If you are a perfectionist, it is likely that you learned early in life that other people valued you because of how much you accomplished or achieved. As a result you may have learned to value yourself only on the basis of other people's approval. Thus your self-esteem may have come to be based primarily on external standards. This can leave you vulnerable and excessively sensitive to the opinions and criticism of others. In attempting to protect yourself from such criticism, you may decide that being perfect is your only defense. Footnote

      As a counselor, I encounter people in that situation. They value themselves entirely on the basis of the approval of others, never realizing that being perfect will only get them more criticism. You will not avoid criticism by being perfect. You will only get more of it.


Perfectionists tend to anticipate or fear disapproval and rejection from those around them. Given such fear, perfectionists may react defensively to criticism and in doing so frustrate and alienate others. Footnote

      Sooner or later in life you must learn to avoid being defensive about criticism. The more successful you are, the more criticism you will receive. I have a wastebasket under my desk , and whenever I read a letter that is harshly critical and lacking in constructive ideas, I rarely get beyond the first two paragraphs. From long experience, I can recognize hostility quickly, and the letter goes to the waste basket. I once had a friend who, when he got one of those letters, would systematically tear it up. I don’t even give the letter that much attention. Critical emails should get the same treatment. It is even how we should handle destructive conversations. If all a person can do is find fault, they are telling you that you aren’t perfect. But you already know that, so listening is a waste of time.

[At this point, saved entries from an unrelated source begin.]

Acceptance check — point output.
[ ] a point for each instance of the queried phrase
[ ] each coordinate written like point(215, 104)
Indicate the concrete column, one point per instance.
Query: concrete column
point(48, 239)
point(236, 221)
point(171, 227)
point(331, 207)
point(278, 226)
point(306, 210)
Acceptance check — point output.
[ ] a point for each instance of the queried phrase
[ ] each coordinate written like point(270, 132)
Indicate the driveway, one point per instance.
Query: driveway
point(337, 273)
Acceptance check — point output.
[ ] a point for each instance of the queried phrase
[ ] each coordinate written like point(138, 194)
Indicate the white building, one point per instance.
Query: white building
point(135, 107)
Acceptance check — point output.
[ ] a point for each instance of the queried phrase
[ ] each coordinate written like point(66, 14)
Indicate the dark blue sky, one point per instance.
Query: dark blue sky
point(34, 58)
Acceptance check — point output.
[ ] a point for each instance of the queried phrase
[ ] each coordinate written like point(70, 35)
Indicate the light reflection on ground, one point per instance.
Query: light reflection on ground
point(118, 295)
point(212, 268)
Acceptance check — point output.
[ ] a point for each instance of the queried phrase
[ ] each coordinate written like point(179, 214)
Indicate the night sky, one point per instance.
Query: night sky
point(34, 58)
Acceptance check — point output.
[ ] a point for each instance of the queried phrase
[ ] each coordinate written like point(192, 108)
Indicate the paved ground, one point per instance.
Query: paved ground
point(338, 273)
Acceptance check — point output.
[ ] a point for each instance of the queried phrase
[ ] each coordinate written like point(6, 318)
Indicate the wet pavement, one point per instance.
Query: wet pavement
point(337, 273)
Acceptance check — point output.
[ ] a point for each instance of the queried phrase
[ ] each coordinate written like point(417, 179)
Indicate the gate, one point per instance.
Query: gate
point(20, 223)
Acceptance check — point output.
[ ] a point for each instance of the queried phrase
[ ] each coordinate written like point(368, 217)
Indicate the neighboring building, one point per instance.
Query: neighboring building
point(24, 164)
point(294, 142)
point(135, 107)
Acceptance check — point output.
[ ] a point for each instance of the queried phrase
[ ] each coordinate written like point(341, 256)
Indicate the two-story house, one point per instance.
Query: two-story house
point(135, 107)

Without realizing it, perfectionists may also apply their unrealistically high standards to others, becoming critical and demanding of them. Furthermore, perfectionists may avoid letting others see their mistakes, not realizing that self-disclosure allows others to perceive them as more human and thus more likeable. Because of this vicious cycle perfectionists often have difficulty being close to people and therefore have less than satisfactory interpersonal relation-ships. Footnote


      I told you all this to explain what Jesus meant when he told us to be “perfect as our Father in heaven is perfect.” Perfectionism can be defined as an excessive striving to be without fault or defect. This is not to say that we shouldn’t try to overcome our faults or defects. But there is an obsessive striving that is unhealthy. Perfectionism, then, is negative because it defines what is not there rather than what is. And when it comes to the Law of God, that is not good enough, as Jesus explained in the Sermon on the Mount.

      I have often heard it said that no one can keep the law perfectly. The statement is entirely true, and completely irrelevant. The law is not given to define perfection. It is given as a guide to life. The purpose of the law is stated quite simply by the psalmist: “Your word is a lamp to my feet And a light to my path” (Psalm 119:105). It is there so we won’t fall down and hurt ourselves.